[Date Prev][Date Next] [Thread Prev][Thread Next] [Date Index] [Thread Index]

Re: support for multilingual Packages files?



On Fri, Jul 27, 2001 at 04:13:16PM -0700, Yves Arrouye wrote:
> I missed some of the discussion, but isn't there some difference between
> selecting an encoding and having many languages (what multilingual means)?
> 
> The package description file could be in UTF-8 all the time (ASCII being a
> very nice subset of that, so nothing breaks) and then records would be
> localized (the same record would appear many times, tagged with locale
> information). Then we would say "We require at least an English version of
> each field" instead of saying "Use ASCII."
> 
> I am sure you discussed that but I missed it. If not, ...
> 
> YA

Short summary:
There are in fact 3 different issues that were discussed together,
I am now trying to explain them separated:
(by dselect I mean "dselect and similar debian tools")

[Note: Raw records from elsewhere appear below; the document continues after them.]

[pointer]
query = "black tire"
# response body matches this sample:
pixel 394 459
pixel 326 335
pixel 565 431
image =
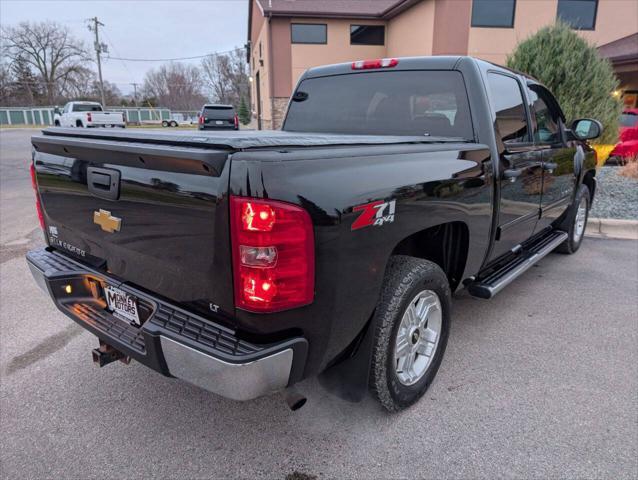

1) if foreign language descriptions are permitted in Packages
Take for example lyskom-tty-client, which is interesting only
for swedish speaking people, why should it not have description
in Swedish then?

There was not clear consensus about the whole issue, only about one
thing: Packages must have description in English, so that administrators
know what are they about. It was undecided if the description can have
also other language part (maybe even more detailed than the english one).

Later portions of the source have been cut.